# The Online Elite

> The top performers are hiding in the data.

Canonical URL: <https://datadriven.io/problems/the_online_elite>

Domain: Python · Difficulty: medium · Seniority: L4

## Problem

Given merchants (list of dicts with merchant_id and name), payments (list of dicts with merchant_id, amount, mode), and integer top_n, filter payments to mode = 'online'. Per merchant_id, sum amount. Rank merchants by that sum descending. Take the top_n merchants. Return the average of all online payment amounts belonging to those top-n merchants as a single float.

## Worked solution and explanation

### Why this problem exists in real interviews

This tests **multi-step data transformation**: filtering, joining, aggregating, ranking, and computing derived metrics.
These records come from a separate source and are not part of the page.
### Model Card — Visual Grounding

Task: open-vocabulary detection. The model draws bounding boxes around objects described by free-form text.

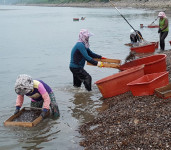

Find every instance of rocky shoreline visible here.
[23,0,171,10]
[79,50,171,150]
[22,0,171,16]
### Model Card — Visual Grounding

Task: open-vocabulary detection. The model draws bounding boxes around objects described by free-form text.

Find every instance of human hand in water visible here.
[97,61,104,68]
[40,108,48,119]
[14,106,20,115]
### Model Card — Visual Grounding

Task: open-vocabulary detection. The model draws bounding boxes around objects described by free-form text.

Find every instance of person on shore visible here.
[130,29,143,46]
[14,74,60,118]
[69,29,105,91]
[158,12,169,50]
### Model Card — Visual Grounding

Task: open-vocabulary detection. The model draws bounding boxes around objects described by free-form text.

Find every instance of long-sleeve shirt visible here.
[70,42,102,68]
[16,80,52,109]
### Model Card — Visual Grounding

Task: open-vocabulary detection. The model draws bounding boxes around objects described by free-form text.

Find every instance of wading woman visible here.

It mirrors real analytics workflows where multiple operations must be chained in the correct order.

---

### Break down the requirements

#### Step 1: Filter to online transactions

Keep only transactions where the channel is 'online' (or equivalent flag).

#### Step 2: Join transactions to merchants

Match each transaction to its merchant record using a shared identifier.

#### Step 3: Rank merchants by total volume

Sum transaction amounts per merchant and sort descending to find the top N.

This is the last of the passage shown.